The Journey with Our Neighbors
I changed the title this week for a couple of reasons that will become apparent. For now, I ask you, the reader, to pause before continuing and ponder the word “Neighbor”. This week I was introduced to a young man…“James, one of the lost boys of Sudan”. It was further explained to me that he was recruited into the militia at the age of nine and after a few years of witnessing atrocities not fit to speak about, he and a number of his friends ran away, and became hunted fugitives. James and a couple of these young children made it to a refugee camp where they spent years waiting to be approved and accepted by a host country. For James, San Diego became his destination. James has been given a room in the home of a caring family who are also refugees. My encounter with James happened when he arrived at St. Luke’s while we were unloading the truck full of fruits and vegetables we had selected from the Food Bank. James had his arm in a sling and looked as though he was not feeling well. When I asked him if I could do anything to make him more comfortable, he replied, “Just Pray for Me and the Men that Hurt Me”. I was thinking he meant the militia in his home country and said a pray of intercession on behalf of those in harm’s way throughout the world. However, when I finished, he explained, “I was mugged a few nights ago and when they found that I had no money, only an old phone a friend gave me, they beat me more and one guy cut me”. He showed me his wound….This “neighbor” of ours was cut from the top of his left shoulder down to below his armpit. He required more stitches than I could count. And yet, James had already forgiven the men that hurt him and wanted to pray that they would find peace in their lives and not hurt other people. I have no doubt that James is a walking, breathing example of Grace, and I pray we all journey toward the love and peace that James, this “neighbor” of ours, shows.
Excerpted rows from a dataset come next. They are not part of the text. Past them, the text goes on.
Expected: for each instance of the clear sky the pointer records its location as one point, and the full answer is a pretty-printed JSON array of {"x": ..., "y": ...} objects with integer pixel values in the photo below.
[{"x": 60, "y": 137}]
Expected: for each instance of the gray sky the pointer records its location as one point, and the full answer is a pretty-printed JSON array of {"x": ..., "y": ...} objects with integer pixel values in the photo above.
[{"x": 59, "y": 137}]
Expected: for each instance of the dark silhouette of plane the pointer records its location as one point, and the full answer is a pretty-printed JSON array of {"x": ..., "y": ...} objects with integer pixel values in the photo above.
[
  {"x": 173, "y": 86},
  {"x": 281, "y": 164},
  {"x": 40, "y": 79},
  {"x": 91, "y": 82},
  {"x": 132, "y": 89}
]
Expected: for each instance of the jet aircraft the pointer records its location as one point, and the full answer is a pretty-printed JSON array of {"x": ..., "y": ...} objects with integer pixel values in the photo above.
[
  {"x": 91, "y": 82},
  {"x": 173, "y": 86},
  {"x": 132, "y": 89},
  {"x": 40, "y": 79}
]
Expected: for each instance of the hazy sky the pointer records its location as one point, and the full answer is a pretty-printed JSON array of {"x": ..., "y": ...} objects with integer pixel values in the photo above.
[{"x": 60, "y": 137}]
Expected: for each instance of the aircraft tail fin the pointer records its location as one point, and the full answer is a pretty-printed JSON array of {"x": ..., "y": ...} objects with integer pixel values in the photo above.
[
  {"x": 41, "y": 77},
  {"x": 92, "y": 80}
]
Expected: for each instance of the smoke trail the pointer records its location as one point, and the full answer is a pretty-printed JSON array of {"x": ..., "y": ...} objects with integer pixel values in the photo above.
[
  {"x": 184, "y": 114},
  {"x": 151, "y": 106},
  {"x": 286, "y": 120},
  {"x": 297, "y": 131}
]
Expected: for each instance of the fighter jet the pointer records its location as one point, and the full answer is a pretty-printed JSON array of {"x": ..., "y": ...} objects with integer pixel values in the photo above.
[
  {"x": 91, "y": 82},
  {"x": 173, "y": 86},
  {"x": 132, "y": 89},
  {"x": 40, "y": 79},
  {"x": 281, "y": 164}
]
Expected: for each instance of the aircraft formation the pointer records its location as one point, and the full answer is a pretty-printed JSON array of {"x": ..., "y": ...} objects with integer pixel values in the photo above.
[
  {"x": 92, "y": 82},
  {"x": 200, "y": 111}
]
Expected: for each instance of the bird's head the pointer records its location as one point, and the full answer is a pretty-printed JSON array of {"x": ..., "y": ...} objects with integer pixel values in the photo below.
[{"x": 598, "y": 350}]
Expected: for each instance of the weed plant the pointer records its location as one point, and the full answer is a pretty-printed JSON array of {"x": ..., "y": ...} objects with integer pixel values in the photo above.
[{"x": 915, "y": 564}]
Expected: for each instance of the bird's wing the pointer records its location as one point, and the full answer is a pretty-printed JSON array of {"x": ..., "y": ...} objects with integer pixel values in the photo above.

I also had the opportunity to speak this week with Mary, another “neighbor” in our community. Mary was explaining how she and two other families had been saving for a down payment to purchase a car that they could share. She told me, “last week a friend told us about a man that had good cars and would take what we had as a down payment and allow us to pay off the balance over time”. Mary and her friends trusted this man “friend” and went to look at the car that they thought would be perfect and gave the man their accumulated savings with the expectation they could come back the following day and pick up their car. Unfortunately, when they returned to the lot where they had seen the car and made the down payment, there were no cars on the lot, and have been unable to find the man who took their money, or their trusted “friend”. Mary went on to say, “I have been at zero before and will start again”. She did express her frustration and the hurt she felt, as she, her friends and children thought that once they left their homeland behind, they would be in America, safe and able to live in peace. She continued, “It is better here, but you need seven sets of eyes to be safe”. There needs to be a way to add protection for these “neighbors” from those who put their self-centered desires and greed ahead of doing what is right.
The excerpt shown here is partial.